Ich nehme mal an, dass er damit auf meinen Rekord der angebrochenen Sahnepäckchen hinweist... *hüstel* Aber ich bin stolz, einen Mammutjäger zu haben, der in der Lage ist, einen korrekten Imperativ zu verwenden.

Auf die Erläuterungen folgen gestrenge Regeln.
"Bitte keine Schuhe und Jacken im Wohnzimmer ausuziehen, und wenn doch, dann in den leeren, dunklen, bösen Raum bringen, den man Diele nennt."
Hmpf. Der böse Raum...

"Nach einem TV-Abend alles, was auf dem Couchtisch steht, in die Küche bringen. Keine Flaschen auf dem Boden stehen lassen."
Ich sehe die Flaschen nicht, wenn ich müde bin!! Außerdem braucht man sie vielleicht am nächsten Tag wieder?

"Der Glastisch wird nicht als dauerhafte Ablage für Schmuck, Klämmerchen, Haargummis und Sonstiges benutzt."
Hab du mal so lange Haare wie ich!!! Wie gesagt, das ist eine Überlebensstrategie mit dem Verteilen der Klämmerchen!

"Thema Wasserflaschen: Eine sollte immer im Kühlschrank stehen, eine andere am Bett und eine in deinem Arbeitszimmer. Mehr aber auch nicht. Dieses Sammelsurium an Altglas, das du in allen Räumen aufkommen lässt, möchte ich nicht mehr sehen. Ist eine Flasche aufgebraucht, so tu sie doch bitte in den Kasten. Das kann so schwer nicht sein. Ich zeig dir auch, wo der Kasten zu finden ist."
Tja, das mit den Sprudelflaschen ist ein Familienproblem. Mein Vater hat einmal bei meinem Bruder unter dem Bett so viele leere und halbvolle Sprudelflaschen gefunden, dass er einen ganzen Kasten Leergut wegbringen konnte.
Bevor aber der Eindruck aufkommt, ich sei ein Messie: Im Moment befindet sich in diesem Zimmer genau eine Sprudelflasche, und im Schlafzimmer noch eine. Mammutjäger ist seeeehr ordnungsliebend. Eine mehr ist schon eine zu viel für seinen Geschmack.

Warum mir diese strenge Liste so viel bedeutet? Weil mein Vater als preußischer Pedant mir in meiner Jugend ungefähr sieben solcher Listen schrieb - natürlich weitgehend erfolglos. Aber in ganz ähnlichem Stil und mit ähnlicher Strenge.
Gegen Unordnung kann man was tun; ich aber bin zerstreut. Das hat bisher nie jemand verstanden. Ich hasse Chaos, aber wenn ich intellektuell arbeite, habe ich für nichts anderes mehr Sinn. Ich sehe es einfach nicht. Abends packt mich dann die große Ordnungswut, aber da ist der Zerstörungsgrad schon zu groß und meine Energie zu klein. Oh, es fällt mir so schwer, meine Gedanken zusammen zu halten!

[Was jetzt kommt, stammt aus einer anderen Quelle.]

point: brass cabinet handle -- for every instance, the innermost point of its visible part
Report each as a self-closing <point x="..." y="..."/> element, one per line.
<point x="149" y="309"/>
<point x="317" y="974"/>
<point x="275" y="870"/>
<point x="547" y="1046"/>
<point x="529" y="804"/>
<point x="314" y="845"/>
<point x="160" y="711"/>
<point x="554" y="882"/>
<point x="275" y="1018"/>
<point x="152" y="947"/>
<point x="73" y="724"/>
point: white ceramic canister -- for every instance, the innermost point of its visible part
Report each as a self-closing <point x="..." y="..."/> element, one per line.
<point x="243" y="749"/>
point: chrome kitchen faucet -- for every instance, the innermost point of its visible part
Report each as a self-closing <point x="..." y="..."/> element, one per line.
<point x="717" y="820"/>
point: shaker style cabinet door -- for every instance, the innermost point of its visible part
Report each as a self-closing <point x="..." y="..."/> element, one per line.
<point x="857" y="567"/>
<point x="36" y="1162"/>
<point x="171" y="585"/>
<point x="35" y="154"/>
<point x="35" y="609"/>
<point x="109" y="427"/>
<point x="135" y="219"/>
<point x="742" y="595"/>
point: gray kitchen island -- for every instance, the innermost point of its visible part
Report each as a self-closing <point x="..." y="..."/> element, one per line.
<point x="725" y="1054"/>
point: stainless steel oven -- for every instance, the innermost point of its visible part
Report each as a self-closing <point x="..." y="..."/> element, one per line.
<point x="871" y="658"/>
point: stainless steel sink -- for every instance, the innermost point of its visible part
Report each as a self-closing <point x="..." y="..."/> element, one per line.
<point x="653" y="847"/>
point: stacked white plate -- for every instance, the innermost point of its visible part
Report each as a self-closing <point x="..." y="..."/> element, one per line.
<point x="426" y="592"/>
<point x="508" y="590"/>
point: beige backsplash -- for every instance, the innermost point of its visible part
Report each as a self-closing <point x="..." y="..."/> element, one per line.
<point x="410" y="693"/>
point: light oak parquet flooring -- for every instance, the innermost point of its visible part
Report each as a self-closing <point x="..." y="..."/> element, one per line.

Aber ich liebe diese Liste. Vielleicht habe ich sie auch unbewusst herausgefordert. Einen Hauch väterlicher Strenge eben. Und ich werde mein Bestes geben, um die Auflagen zu erfüllen. (Übrigens, auf meine Frage hin, was ich denn für das Einhalten der Regeln bekäme, sagte Mammutjäger knapp: "Bleiberecht.")
Nichtsdestotrotz muss es eine Revanche geben.

Denn wer glaubt, Mammutjäger sei der perfekte Höhlenbewohner - hohooo, weit gefehlt! Nimm dich in acht, Freund!

Dienstag, 20. Juni 2006

Ich will ja kein Spielverderber sein...

...AAABER: Mir geht die WM im Moment ganz schön auf den Senkel. Grundsätzlich ist das ja alles eine schöne Sache, klar, ein Ruck geht durch das Land, Euphorie, Menschen liegen sich in den Armen - alles nur, weil ein paar Kerle versuchen, einen Ball in ein Tor zu kriegen. Immerhin schaffen sie etwas, was etlichen Politikern vorher nicht gelang.

Aber denkt auch mal jemand an die Freiberufler und Kulturschaffenden??? Ganz besonders an die Freiberufler, die von den Kulturschaffenden abhängig sind - nämlich an mich???
Es ist eine Katastrophe. Mein Telefon schweigt, mein Mail ist im Streik, mein Fax hält Sommerschlaf. Niemand will was von mir. Kein Wunder - wer macht schon Veranstaltungen und Ausstellungen, wenn ganz Deutschland vorm Fernseher oder Großbildleinwänden hängt?
Es ist niederschmetternd. Ich muss mich beherrschen, um nicht Panik zu bekommen. Jetzt geht das WM-Loch also nahtlos in das Sommerloch über.
Mammutjäger - freiberuflicher Kulturschaffender - geht es nicht anders. Wir beide sitzen morgens beim Frühstück, schauen uns ratlos an und wissen nicht Recht, wie wir unseren Tag gestalten sollen.
Warum nur bin ich nicht Sportjournalist geworden?